Dr Deepa Dhavjekar, Business Head at Balance Wellness Club, Dubai, said that during the fasting period, it is important to understand how one’s body is likely to respond and why one experiences certain signs and symptoms.
To explain the breakdown of the typical fasting day, she said, “The Suhoor meal [before sunrise] is consumed at a time when physiologically one’s body is still attuned to being asleep. The body and brain are confused about the food intake so food is processed slowly.
“Around 9.00am, when one is usually done with breakfast, the body craves food and starts losing energy. By noon, the first signs of exhaustion start and the body begins to slow down. By 3.30pm, there is more dehydration and the body slows down further. By 5.30pm, there tends to be a fresh bout of energy in anticipation of a meal.”
In terms of nutrition, hydration is key, she added. “It is essential to drink three to four litres of water between Iftar and Suhoor.”
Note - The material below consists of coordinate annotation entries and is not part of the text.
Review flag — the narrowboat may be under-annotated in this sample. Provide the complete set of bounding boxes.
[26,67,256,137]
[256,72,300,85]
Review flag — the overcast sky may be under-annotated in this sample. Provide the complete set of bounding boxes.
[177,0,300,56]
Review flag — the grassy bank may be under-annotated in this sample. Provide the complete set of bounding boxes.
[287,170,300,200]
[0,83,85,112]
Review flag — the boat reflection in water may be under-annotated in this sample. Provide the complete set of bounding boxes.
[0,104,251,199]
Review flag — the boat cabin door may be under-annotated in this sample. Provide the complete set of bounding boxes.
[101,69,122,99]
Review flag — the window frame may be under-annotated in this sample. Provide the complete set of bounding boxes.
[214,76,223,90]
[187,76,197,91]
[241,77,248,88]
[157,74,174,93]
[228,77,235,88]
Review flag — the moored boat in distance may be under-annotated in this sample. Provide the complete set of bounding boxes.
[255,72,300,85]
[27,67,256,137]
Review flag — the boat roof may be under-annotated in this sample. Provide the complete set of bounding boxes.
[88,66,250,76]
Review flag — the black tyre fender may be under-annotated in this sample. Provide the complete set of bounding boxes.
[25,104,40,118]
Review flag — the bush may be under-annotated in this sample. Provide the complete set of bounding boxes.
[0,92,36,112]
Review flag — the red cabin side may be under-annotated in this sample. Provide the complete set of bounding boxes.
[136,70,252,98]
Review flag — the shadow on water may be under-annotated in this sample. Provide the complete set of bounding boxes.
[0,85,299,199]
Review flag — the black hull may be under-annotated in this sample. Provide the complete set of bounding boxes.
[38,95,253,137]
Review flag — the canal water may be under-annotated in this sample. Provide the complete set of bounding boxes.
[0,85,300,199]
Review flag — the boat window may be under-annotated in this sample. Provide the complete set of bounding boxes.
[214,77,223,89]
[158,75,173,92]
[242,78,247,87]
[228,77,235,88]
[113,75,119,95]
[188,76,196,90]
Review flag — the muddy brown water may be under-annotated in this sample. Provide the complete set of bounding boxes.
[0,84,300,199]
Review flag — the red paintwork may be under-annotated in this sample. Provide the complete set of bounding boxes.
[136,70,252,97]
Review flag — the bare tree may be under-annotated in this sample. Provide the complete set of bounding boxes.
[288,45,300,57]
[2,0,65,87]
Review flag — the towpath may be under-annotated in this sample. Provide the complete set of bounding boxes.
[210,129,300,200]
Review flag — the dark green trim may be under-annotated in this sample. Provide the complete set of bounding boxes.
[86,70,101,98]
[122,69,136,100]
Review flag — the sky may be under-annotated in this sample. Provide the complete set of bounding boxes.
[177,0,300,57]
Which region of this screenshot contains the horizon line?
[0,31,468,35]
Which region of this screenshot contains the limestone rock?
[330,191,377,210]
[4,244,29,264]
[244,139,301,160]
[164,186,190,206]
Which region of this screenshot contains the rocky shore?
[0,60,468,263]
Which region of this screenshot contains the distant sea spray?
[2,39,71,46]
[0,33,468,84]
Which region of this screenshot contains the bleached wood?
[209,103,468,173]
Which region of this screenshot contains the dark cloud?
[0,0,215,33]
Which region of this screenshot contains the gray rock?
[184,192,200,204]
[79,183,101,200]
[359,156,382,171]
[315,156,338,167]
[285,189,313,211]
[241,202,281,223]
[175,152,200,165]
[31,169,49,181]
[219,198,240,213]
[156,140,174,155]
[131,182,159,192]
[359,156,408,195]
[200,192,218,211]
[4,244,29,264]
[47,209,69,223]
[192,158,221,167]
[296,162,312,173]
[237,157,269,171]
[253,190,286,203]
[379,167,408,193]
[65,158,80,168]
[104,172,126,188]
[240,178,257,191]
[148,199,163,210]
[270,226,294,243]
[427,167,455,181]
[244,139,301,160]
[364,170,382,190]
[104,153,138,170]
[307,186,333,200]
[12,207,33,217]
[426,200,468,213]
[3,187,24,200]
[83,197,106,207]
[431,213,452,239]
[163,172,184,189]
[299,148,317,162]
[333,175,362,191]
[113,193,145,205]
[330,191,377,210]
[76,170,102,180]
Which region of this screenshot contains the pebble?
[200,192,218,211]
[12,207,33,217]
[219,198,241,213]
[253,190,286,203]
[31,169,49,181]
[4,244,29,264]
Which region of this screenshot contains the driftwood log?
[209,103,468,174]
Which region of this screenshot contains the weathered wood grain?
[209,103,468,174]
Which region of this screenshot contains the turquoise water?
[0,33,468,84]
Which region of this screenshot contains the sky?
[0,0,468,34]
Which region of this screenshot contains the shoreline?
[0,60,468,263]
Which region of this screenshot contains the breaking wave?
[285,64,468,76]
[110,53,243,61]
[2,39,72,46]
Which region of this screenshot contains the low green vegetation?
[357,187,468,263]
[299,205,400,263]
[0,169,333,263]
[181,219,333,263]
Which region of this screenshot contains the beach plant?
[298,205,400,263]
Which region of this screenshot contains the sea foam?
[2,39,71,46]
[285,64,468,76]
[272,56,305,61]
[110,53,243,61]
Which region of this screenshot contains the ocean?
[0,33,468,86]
Gulf News also spoke to Ghida Arnaout, Clinical Dietician, Live’ly, Dubai, on ways to combat dehydration that can lead to various conditions including back pain, headaches, fatigue, lack of concentration, constipation, bloating and dryness of the skin.
She said, “At Iftar, start with a glass of fresh juice along with low fat yoghurt. Between Iftar and Suhour, keep sipping water and increase your intake of calorie-free, de-caffeinated beverages like herbal infusions, green teas and sparkling water.”